Kirkland Young and Botton, the FTC charged, ensnared victims by leaving telephone messages offering to approve them for a loan modification. During follow-up calls, they lied to consumers about about specific interest rates and monthly payments and made empty promises about their ability to prevent foreclosure.

One month later, the FTC added Botton's sister, April, their father, Samy and Attorney Aid as defendants. According to court papers, the Botton family operation charged homeowners up-front fees of $299 to $699 to modify their mortgages.

Although some consumers did receive loan modification offers, the FTC said they weren't actually much more affordable than their existing payments. Incredibly, some of the mortgage modification "relief" offers actually called for even higher monthly payments.

In addition to barring the defendants from selling mortgage relief services, the settlement also prohibits them from misleading consumers about financial-related goods and services such as loan or refund terms, affiliation with any person or government entity, or the ability to improve a consumer's credit history. The settlement also bans them from selling or disclosing customers' personal information, enforcing contracts with mortgage relief clients, and violating the Telemarketing Sales Rule.

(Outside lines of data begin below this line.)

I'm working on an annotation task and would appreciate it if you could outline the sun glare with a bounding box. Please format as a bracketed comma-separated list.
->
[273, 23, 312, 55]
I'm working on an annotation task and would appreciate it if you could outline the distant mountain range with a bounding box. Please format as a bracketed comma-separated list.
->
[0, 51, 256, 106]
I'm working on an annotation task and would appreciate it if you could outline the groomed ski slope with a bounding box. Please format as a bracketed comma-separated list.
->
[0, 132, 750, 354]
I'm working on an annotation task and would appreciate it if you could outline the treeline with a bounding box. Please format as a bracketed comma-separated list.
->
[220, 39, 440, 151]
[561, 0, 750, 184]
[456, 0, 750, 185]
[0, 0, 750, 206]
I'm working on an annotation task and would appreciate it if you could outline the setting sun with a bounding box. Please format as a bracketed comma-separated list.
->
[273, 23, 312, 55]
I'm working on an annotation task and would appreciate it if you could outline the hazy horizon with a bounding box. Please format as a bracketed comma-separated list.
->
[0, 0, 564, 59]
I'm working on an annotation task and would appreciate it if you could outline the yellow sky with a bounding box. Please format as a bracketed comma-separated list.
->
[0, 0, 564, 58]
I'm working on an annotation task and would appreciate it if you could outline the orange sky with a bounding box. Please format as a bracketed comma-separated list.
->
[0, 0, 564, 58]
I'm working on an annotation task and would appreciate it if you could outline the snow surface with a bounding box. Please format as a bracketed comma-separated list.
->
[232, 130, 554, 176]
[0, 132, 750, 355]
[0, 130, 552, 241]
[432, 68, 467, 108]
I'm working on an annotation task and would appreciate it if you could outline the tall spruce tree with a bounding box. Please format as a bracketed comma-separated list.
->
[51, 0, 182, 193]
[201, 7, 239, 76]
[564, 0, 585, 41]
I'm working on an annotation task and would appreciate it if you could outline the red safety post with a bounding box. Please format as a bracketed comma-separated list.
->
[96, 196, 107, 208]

The settlement's $6.1 million penalty will be suspended when Samy Botton pays the FTC $300,000, April Botton Krawiecki surrenders a West Hollywood, Calif. condo, David Botton relinquishes a number of "certain assets," and Kirkland Young and Attorney Aid have surrendered all of their assets, worth $2.2 million.

Those "certain assets" David Botton has to hand over to the FTC include a Mastercraft CSX boat, a 2003 BMW M3, a Long Beach, Calif. condo and various investments, bank accounts and cash.

The FTC issued the Mortgage Assistance Relief Services Rule (MARS) last November, which bans providers of mortgage foreclosure rescue and loan modification services from collecting fees until homeowners receive an acceptable, written offer from their lender or servicer. Because the FTC's case against the Botton's predates the rule, the FTC didn't charge them with any MARS violations.